Martinès est un alchimiste. Il explique les trois opérations du Christ, lors de ses trois derniers jours : en effaçant l’action des démons, il a opéré un retour à l’état originel.
Martinès est un visionnaire et un prophète. Saul, Benjamin, Pythonisse sont le type de toute l’histoire passée et prédisent toute l’histoire future. Saul parce qu’il a fait périr les Gabaonites, peuple qui s’était réconcilié avec l’éternel, Benjamin parce qu’il s’est allié avec la tribu du Mal et de l’esprit criminel, Pythonisse pour n’avoir pas écouté l’intermédiaire et la voie de l’ineffable.
Enfin, Martinès est un homme moderne qui prévoit la grande réconciliation car il situe l’homme au cœur du centre, comme investi de pouvoirs immenses qui lui donnent l’autorité nécessaire au grand retour aux sources. Il rétablit, pour ce faire, le royaume des essences au détriment du concept de l’existence.
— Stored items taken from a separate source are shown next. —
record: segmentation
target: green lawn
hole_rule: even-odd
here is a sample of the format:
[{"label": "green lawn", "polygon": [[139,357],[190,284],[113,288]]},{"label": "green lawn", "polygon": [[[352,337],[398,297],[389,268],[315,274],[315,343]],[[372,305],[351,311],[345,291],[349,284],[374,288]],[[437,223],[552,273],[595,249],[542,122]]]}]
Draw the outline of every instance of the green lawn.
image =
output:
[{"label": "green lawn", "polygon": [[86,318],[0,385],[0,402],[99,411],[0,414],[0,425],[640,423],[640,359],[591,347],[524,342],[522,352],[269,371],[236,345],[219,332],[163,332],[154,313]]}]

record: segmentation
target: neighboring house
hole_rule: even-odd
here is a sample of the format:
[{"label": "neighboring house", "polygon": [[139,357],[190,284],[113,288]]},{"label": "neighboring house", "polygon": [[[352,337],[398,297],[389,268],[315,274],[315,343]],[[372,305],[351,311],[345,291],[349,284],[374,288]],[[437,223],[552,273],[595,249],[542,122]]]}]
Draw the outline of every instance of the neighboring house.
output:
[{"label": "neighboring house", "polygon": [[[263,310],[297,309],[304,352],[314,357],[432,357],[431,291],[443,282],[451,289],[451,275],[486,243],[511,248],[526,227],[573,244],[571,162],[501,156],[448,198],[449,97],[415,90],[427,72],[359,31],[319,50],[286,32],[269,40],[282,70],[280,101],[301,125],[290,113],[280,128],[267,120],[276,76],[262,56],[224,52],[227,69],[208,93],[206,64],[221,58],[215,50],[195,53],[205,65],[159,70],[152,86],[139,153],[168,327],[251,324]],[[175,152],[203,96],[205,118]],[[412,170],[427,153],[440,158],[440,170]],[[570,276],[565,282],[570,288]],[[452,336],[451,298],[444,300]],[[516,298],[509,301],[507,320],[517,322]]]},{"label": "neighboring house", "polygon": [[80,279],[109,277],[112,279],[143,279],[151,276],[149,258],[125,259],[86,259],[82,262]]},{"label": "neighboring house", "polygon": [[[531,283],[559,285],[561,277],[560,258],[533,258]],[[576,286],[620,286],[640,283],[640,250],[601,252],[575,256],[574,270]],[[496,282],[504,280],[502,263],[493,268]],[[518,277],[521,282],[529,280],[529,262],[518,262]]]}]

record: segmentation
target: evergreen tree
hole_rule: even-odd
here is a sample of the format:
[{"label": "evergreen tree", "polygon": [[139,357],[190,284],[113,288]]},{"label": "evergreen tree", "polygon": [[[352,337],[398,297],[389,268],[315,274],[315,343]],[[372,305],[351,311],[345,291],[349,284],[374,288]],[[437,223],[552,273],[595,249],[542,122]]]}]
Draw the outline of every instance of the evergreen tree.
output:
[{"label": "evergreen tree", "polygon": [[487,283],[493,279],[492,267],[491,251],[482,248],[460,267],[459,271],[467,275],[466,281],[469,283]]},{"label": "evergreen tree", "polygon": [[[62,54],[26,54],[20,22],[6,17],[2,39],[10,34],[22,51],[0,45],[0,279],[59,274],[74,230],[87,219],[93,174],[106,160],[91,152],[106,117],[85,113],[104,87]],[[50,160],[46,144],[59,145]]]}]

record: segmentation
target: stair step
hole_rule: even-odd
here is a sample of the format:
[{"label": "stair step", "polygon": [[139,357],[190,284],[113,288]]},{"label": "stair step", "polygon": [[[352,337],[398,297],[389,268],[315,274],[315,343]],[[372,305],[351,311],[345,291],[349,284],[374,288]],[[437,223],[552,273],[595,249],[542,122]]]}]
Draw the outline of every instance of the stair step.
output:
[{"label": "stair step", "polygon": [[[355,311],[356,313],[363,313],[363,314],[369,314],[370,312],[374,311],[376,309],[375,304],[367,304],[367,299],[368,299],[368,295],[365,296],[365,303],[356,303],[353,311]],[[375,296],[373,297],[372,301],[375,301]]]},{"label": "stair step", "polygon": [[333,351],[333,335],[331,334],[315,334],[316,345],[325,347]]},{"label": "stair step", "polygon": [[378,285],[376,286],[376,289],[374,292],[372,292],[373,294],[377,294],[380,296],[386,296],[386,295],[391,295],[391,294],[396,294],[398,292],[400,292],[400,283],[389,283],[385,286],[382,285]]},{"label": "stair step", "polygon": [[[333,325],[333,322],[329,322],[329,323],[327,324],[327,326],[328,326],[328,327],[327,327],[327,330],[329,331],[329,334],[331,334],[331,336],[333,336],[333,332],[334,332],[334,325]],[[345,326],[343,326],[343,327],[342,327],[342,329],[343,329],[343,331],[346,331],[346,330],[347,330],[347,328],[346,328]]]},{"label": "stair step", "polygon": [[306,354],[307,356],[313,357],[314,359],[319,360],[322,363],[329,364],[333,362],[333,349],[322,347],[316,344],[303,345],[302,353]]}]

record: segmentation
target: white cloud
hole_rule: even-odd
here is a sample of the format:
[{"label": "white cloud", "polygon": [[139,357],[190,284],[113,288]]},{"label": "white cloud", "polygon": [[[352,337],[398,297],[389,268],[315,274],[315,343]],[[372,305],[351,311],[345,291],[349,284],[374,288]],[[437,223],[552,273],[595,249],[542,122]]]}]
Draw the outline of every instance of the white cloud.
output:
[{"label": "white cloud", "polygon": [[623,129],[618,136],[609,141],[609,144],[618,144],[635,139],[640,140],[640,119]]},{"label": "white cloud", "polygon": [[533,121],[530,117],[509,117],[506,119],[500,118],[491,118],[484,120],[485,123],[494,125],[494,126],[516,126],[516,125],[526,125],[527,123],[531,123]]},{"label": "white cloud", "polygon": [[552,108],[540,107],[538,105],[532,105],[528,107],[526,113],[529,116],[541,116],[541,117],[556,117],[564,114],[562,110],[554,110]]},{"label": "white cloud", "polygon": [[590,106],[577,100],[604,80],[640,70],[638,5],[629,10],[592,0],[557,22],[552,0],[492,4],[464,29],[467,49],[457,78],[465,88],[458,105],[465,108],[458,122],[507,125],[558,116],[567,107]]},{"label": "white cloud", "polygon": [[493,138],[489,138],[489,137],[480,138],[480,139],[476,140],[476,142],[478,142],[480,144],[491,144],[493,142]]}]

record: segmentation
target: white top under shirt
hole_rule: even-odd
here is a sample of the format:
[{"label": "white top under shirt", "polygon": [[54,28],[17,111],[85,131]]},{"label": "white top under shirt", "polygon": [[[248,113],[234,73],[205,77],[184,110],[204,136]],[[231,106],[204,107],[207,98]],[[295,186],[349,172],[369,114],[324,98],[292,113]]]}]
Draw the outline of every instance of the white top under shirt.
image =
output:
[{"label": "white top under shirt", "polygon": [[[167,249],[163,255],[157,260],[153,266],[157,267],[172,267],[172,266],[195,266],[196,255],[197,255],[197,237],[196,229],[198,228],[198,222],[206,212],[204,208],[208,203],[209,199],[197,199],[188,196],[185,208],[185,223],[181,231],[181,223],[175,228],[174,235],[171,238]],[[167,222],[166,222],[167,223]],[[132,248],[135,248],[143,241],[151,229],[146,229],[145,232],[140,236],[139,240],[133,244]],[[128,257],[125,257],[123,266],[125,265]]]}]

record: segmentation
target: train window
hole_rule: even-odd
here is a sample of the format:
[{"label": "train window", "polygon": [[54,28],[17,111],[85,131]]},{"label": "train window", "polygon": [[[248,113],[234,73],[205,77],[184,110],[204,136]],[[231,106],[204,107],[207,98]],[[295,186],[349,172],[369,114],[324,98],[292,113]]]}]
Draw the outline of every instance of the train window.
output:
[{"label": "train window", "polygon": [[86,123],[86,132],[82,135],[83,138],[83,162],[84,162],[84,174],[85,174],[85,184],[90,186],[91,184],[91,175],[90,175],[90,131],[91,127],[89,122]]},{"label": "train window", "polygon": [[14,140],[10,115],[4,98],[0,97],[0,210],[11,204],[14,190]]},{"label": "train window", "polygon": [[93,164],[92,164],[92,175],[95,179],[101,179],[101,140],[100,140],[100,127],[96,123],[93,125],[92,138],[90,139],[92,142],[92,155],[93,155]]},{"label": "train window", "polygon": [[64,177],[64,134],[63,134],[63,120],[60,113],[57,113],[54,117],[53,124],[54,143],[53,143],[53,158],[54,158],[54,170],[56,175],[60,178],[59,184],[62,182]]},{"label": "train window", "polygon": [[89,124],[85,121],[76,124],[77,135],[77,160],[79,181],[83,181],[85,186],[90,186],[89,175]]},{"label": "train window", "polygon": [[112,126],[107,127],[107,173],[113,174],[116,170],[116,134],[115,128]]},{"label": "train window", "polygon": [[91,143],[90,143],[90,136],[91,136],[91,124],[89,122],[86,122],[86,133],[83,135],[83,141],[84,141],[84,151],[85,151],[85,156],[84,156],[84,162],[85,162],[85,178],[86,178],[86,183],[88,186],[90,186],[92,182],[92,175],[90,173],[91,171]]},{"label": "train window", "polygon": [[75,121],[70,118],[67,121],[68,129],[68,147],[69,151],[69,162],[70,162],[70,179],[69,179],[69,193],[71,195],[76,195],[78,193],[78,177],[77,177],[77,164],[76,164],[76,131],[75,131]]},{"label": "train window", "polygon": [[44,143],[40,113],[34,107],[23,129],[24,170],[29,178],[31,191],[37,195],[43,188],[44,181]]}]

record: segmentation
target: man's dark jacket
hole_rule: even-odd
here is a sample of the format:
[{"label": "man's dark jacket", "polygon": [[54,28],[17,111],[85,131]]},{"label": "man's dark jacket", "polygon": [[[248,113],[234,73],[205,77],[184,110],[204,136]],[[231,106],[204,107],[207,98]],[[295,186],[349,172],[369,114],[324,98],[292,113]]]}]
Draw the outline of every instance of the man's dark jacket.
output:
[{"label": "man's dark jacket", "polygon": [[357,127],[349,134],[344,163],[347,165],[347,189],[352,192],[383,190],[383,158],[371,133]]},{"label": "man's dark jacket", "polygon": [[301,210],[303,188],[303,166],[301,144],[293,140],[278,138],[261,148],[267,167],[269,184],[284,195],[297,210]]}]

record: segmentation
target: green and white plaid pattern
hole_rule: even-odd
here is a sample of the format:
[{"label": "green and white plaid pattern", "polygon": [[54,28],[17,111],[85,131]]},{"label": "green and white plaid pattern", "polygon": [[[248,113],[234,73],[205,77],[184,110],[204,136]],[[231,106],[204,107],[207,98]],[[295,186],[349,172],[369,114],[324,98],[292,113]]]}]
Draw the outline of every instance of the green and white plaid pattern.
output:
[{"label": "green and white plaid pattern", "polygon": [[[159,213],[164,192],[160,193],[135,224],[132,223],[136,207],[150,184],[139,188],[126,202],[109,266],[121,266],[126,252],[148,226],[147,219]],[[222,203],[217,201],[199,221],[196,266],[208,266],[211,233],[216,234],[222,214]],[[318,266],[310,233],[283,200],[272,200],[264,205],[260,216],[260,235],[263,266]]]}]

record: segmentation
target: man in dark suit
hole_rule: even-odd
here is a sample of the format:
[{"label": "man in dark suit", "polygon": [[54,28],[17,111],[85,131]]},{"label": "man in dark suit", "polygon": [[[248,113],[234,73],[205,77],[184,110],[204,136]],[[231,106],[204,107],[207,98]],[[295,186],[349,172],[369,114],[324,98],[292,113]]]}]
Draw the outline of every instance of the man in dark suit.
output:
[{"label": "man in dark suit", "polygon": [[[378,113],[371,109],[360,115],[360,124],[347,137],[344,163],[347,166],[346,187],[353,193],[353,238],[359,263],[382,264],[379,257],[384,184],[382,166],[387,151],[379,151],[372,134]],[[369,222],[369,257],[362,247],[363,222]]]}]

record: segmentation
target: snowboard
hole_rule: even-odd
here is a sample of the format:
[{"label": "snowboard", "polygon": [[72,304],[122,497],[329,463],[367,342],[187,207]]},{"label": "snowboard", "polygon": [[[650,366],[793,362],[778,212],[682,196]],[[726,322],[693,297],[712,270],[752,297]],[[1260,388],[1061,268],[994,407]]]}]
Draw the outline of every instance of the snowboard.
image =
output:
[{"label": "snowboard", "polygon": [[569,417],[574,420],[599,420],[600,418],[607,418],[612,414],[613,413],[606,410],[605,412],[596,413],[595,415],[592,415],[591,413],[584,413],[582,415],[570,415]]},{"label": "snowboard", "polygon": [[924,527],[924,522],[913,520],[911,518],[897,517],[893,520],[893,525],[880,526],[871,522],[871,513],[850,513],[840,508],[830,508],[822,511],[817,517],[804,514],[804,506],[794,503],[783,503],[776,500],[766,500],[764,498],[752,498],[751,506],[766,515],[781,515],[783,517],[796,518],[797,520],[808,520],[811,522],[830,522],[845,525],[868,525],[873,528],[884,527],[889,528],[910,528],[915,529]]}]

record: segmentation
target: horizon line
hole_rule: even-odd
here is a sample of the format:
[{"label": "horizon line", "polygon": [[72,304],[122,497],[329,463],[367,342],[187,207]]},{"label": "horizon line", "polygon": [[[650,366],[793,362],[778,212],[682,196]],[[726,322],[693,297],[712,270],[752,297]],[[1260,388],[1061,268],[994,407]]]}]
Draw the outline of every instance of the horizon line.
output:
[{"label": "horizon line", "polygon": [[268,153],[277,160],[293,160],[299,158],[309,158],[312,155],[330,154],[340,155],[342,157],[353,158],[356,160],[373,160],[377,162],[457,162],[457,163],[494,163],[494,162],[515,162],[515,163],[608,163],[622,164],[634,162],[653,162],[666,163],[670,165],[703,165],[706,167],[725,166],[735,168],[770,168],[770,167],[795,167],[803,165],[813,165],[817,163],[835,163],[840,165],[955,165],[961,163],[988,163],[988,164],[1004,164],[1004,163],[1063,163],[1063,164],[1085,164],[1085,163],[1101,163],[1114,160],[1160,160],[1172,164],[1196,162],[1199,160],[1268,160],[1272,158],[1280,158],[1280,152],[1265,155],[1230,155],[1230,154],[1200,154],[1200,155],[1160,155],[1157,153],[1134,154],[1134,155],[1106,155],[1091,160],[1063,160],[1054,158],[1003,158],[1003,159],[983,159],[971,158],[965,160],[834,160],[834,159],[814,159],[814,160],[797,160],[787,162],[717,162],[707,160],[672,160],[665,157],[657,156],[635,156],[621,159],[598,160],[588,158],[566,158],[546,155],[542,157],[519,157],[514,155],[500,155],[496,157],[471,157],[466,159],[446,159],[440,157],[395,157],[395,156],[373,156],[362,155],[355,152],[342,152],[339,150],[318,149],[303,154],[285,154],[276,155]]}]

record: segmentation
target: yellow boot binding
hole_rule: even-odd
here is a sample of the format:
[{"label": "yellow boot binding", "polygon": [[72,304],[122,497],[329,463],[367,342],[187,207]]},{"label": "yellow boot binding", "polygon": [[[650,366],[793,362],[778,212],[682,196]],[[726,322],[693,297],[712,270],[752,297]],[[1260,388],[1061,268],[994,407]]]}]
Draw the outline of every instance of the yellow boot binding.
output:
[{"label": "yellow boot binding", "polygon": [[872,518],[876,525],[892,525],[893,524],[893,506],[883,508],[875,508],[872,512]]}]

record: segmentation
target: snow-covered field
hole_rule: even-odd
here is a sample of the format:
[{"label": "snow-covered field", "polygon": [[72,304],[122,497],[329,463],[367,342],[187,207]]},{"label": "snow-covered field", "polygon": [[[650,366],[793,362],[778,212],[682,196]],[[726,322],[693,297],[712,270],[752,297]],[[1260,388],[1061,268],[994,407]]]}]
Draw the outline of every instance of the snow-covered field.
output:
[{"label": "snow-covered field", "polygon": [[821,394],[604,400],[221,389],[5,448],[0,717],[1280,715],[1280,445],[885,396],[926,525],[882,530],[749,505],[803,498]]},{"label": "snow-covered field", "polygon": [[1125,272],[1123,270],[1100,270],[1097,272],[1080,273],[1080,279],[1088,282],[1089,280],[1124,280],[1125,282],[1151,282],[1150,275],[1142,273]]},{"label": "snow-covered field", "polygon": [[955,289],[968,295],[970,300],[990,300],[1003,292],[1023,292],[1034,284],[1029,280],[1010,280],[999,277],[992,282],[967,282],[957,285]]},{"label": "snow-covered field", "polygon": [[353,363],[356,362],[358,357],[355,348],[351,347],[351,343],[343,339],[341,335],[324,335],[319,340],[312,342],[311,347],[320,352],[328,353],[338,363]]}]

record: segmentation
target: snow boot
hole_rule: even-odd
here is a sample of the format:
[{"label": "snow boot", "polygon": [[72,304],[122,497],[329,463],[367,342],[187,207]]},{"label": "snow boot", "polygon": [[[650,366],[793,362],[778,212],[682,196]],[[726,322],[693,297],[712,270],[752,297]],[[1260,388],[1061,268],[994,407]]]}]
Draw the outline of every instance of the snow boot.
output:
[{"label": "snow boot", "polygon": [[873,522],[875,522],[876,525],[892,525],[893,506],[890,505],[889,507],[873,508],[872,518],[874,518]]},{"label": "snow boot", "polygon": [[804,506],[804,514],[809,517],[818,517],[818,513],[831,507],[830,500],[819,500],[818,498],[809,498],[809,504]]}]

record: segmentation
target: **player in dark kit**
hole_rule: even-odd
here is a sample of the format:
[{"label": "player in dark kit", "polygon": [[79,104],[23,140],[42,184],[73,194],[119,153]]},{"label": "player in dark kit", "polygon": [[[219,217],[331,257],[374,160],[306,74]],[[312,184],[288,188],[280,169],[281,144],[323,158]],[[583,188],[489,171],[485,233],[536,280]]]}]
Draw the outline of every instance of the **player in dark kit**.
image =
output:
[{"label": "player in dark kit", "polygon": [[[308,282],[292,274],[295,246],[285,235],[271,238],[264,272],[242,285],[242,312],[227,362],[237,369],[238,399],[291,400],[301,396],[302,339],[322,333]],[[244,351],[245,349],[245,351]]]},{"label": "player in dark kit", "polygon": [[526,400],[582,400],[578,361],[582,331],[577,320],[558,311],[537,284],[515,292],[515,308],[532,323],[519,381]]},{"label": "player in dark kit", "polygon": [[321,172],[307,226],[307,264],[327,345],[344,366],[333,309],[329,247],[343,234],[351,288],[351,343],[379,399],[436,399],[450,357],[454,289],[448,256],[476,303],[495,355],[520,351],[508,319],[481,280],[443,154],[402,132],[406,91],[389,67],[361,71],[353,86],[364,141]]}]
Ses rituels, son ordre des chevaliers Elus-Cohens, ses textes, sa cosmogonie sont là pour le prouver. Ses « apôtres », comme Louis-Claude de Saint-Martin et Willermoz ont poursuivi le Grand Œuvre avec la complicité de Jacob Boehme et de son aurore Naissante.
En 2010, s’est tenu un colloque sur ce personnage hors du commun. Au menu des travaux, notamment sur les éléments biographiques, il a été traité de l’illuminisme, de la franc-maçonnerie au temps de Martinès, de l’ordre des Elus-Cohens, de Martinès à l’œuvre dans la Chose, du judéo-christianisme, de la genèse, du Rite Ecossais Rectifié, du sacerdoce primitif et du sacerdoce des baptisés. En conclusion, du message qu’apporte Martinès pour notre temps.